Hi Alexander,
I am writing a book aimed at
Python/pyspark fluent audience for Apress (a Springer imprint) titled
"getting structured data from internet: web crawling on production
scale".
In broad crawling chapter, I am thinking about covering Frontera since this is the only open source Python based crawler out there.
Since I am familiar with Nutch 1.x which provides the ability to input the importance score of the seed urls which can be used by OPIC scoring filters. I was looking if Frontera include something similar to this right out of the box? I went through the documentation pdf but couldnt find it. It hints at this in section 3.0 crawl frontier but I didnt notice any implementations. Does the "Basic" crawling strategy discussed here https://frontera.readthedocs.io/en/latest/topics/strategies.html already does some of that?

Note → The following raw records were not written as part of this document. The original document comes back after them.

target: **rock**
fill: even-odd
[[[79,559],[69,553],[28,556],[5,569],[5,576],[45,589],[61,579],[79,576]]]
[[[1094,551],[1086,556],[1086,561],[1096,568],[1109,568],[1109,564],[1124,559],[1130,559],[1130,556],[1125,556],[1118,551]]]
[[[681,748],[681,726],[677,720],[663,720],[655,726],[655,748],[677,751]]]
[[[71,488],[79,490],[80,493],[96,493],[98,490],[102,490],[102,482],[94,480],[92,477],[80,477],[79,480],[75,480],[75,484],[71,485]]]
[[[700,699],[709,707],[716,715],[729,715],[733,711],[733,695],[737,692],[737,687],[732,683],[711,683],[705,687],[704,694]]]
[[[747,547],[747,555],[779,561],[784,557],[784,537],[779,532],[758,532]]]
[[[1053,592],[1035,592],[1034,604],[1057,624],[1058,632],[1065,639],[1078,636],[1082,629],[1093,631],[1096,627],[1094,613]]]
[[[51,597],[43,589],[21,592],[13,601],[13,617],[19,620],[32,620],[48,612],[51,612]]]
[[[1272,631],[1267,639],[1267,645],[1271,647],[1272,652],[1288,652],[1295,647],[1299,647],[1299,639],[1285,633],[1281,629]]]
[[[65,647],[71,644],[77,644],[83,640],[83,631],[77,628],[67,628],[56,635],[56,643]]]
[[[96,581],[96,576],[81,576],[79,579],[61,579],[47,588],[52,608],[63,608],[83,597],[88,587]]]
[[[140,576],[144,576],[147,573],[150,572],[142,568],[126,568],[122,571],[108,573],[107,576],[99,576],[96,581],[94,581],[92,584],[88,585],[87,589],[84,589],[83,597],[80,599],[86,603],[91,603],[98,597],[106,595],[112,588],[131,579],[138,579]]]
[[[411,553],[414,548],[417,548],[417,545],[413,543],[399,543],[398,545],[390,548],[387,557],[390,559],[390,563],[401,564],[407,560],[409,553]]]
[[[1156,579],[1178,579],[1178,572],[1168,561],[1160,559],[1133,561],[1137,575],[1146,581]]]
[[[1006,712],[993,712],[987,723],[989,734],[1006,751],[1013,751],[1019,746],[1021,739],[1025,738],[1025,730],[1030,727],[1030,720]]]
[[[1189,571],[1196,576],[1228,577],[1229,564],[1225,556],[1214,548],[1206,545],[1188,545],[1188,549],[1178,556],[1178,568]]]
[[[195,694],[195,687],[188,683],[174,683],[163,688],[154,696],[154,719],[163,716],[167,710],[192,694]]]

As you rightly point out in your ycombinator
post, that there are large number of domain addresses out there, and the only way to create a reasonable snapshot of the web is by indexing only the most important pages from each domain. This in Nutch is being guided by their implementation of OPIC algorithm.
Using precomputed domain level harmonic centrality from open source data sources such as web data commons or common crawl, in Nutch we can assign the importance score of the seed domains itself so more webpages from a seed domains with higher score gets parsed and indexed vs from a domain with lower score.
Thanks,
Jay.